Rabbit CPB model

All surgical procedures in this study were performed under general anesthesia and continuous monitoring of heart rate, 3-lead electrocardiography, arterial blood pressure, and oxygen saturation. After inducing anaesthesia with intramuscular ketamine (25 mg/kg) and xylazine (10 mg/kg), followed by intravenous injection of pentobarbital (15 mg/kg), animals underwent tracheotomy, followed by endotracheal intubation, and were connected to a mechanical ventilator. General anaesthesia was maintained with continuous inhalation of isoflurane (2–3%) during the procedure. The right femoral artery and vein were exposed and cannulated with a 20-gauge catheter for monitoring blood pressure and as a route of drug infusion, respectively.
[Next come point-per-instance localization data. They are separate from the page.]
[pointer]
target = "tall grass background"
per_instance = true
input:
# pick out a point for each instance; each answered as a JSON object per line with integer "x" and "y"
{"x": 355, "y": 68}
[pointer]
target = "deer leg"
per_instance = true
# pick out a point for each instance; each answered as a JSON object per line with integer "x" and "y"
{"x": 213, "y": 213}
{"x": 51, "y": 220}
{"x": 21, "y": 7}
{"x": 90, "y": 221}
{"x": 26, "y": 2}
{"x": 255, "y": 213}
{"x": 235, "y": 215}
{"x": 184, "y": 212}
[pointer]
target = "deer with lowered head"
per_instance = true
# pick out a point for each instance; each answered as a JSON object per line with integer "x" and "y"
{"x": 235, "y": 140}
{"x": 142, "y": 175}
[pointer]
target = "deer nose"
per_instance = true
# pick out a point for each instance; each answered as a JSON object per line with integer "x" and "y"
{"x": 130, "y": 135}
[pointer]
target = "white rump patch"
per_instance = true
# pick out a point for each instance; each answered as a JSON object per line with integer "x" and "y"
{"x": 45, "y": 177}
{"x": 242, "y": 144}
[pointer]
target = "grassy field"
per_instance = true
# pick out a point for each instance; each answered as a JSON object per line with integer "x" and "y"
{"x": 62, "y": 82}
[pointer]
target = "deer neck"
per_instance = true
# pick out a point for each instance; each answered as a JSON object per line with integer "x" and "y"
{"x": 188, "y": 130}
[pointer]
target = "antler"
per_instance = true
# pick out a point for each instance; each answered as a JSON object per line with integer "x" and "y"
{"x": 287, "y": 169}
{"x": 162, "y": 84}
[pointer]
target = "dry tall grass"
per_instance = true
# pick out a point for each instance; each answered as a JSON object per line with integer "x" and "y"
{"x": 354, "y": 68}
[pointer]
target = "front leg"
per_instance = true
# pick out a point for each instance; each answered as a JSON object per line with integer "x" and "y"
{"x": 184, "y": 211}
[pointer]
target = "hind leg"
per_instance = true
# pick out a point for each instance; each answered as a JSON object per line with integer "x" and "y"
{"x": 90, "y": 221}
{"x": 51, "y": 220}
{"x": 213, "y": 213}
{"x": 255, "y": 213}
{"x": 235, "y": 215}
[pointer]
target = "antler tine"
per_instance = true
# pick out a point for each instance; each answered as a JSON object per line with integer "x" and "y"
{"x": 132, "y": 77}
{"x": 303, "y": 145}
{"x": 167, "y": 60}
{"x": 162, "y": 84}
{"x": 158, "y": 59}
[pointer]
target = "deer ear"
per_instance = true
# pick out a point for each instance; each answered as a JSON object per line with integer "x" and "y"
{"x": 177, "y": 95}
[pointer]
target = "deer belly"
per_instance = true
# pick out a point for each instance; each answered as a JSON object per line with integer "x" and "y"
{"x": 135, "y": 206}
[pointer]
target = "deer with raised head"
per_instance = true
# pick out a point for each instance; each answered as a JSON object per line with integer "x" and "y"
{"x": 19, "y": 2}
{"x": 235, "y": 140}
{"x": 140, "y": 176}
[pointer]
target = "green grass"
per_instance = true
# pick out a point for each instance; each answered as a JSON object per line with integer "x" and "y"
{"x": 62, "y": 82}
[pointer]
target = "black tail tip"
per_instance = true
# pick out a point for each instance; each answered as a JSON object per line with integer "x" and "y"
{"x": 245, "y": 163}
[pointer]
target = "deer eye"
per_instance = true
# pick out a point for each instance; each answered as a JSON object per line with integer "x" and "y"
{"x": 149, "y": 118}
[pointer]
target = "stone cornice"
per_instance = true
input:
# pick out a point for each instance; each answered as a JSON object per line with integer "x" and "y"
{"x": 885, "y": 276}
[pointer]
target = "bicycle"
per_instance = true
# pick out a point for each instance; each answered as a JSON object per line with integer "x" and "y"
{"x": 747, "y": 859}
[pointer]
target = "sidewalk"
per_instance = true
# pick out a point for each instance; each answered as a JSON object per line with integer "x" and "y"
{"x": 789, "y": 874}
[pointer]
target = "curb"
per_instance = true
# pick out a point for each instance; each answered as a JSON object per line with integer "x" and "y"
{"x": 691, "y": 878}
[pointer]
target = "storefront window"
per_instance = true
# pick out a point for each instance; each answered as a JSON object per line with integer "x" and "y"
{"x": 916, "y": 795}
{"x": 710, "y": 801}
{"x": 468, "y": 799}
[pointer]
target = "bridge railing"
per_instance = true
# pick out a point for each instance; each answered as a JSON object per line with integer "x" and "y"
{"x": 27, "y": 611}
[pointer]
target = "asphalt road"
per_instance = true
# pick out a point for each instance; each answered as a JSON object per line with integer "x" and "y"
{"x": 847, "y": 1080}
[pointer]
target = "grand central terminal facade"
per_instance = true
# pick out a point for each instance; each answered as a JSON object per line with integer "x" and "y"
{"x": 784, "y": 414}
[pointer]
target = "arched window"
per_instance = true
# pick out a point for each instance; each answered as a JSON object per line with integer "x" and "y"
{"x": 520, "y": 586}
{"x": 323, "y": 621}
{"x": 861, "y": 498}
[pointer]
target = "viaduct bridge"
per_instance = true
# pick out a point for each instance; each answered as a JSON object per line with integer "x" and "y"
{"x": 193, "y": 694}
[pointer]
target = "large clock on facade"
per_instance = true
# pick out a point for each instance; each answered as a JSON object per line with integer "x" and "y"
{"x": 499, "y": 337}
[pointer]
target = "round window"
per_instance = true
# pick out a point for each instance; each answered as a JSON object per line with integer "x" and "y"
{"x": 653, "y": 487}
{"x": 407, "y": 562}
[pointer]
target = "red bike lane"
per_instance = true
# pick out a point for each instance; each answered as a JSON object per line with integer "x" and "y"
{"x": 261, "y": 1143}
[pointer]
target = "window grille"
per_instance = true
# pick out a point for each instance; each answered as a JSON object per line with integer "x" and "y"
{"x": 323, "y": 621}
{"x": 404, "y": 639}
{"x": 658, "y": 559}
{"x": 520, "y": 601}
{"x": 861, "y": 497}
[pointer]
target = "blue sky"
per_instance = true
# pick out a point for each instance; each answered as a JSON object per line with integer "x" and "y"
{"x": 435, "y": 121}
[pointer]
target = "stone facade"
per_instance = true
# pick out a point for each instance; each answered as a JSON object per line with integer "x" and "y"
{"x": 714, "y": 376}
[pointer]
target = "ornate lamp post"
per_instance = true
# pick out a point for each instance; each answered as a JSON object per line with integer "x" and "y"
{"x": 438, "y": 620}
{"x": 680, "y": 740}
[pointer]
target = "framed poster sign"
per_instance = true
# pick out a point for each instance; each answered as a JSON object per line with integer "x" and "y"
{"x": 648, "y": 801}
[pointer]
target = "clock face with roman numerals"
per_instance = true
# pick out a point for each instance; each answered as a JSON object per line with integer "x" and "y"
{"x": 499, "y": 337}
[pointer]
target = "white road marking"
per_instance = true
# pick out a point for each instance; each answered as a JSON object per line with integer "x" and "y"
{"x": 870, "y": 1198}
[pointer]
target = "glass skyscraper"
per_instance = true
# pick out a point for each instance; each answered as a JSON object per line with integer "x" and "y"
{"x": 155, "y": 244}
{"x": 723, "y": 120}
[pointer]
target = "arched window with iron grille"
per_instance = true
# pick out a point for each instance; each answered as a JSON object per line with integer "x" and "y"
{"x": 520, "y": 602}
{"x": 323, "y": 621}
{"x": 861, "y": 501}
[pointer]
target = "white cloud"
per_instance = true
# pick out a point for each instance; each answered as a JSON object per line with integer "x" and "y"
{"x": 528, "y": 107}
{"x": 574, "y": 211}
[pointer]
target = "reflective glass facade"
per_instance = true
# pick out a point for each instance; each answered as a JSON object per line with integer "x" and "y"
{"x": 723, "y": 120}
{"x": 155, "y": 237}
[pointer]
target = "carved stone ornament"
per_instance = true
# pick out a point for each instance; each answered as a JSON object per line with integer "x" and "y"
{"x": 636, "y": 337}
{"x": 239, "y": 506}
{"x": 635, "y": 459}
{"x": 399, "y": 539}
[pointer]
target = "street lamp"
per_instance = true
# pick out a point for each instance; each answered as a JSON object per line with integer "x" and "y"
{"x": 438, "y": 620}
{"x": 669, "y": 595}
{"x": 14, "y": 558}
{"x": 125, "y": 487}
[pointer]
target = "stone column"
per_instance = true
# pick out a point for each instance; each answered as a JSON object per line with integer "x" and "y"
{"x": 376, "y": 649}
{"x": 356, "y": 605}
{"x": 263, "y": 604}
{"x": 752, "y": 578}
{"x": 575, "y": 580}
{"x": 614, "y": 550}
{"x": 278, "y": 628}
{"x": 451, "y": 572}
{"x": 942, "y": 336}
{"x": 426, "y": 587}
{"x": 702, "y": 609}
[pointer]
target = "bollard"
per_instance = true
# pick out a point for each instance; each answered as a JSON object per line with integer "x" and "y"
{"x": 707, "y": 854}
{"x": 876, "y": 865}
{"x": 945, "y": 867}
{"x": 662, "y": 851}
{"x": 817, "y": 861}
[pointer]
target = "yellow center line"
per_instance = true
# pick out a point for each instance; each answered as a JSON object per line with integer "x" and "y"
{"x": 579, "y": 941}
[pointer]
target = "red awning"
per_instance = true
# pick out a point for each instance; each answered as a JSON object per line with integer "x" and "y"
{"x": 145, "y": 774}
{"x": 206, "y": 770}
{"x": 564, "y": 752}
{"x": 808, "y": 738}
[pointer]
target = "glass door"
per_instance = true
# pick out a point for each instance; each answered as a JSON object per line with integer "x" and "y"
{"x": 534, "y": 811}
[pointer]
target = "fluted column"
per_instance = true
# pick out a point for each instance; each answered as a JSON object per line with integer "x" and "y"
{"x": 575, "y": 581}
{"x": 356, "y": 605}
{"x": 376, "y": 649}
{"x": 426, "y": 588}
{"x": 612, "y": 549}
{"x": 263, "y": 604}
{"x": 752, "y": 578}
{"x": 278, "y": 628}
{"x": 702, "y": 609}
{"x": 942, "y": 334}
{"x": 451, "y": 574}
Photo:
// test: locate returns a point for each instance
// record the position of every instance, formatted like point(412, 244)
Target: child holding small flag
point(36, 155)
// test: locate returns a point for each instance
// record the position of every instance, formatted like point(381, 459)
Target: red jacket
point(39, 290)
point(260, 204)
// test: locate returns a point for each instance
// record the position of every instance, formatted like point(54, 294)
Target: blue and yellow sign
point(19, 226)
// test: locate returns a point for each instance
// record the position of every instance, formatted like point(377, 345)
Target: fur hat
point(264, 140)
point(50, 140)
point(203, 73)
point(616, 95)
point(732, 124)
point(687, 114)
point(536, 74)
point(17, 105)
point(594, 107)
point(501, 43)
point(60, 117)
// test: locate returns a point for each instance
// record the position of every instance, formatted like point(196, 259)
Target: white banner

The CPB circuit composed of polyvinyl chloride tubing, a venous reservoir, and an oxygenator (Excelung Kids, HPO-06RHF-CP; MERA, Tokyo, Japan) was driven by a roller head pump (MERA) (Fig. 6B). The priming solution of the circuit consists of 50 mL of 25% human albumin solution (Albuminar; CSL Behring, Tokyo, Japan), 40 mL of washed red blood cells (RBCs) collected from a donor rabbit, 0.5 mL (500 IU) of heparin sodium injection, and 159.5 mL of normal saline (total volume, 250 mL). Thereafter, median sternotomy was performed and the pericardium was opened. After injecting 0.5 mL (500 IU) of heparin sodium, an 8-Fr arterial cannula was introduced into the ascending aorta and a 10-Fr venous cannula was placed in the right atrium through the right atrial appendage (Fig. 6A). These cannulas were connected to the CPB circuit and a normothermic CPB run was maintained for 60 min at a flow rate of 80–100 mL/kg/min (Fig. 6C). After weaning and termination of the CPB run, protamine sulphate (10 mg) was administered and the cannulas were removed. RBCs remaining in the CPB circuit were collected and re-administered to ameliorate severe anaemia and ensure survival.

A rabbit model of cardiopulmonary bypass coagulopathy. (A) Cannulas in the ascending artery and right appendage are connected to the tube. (B) The cardiopulmonary bypass machine. (C) Experimental design of the current study. CPB, cardiopulmonary bypass; PPP, platelet-poor plasma; PRP, platelet-rich plasma.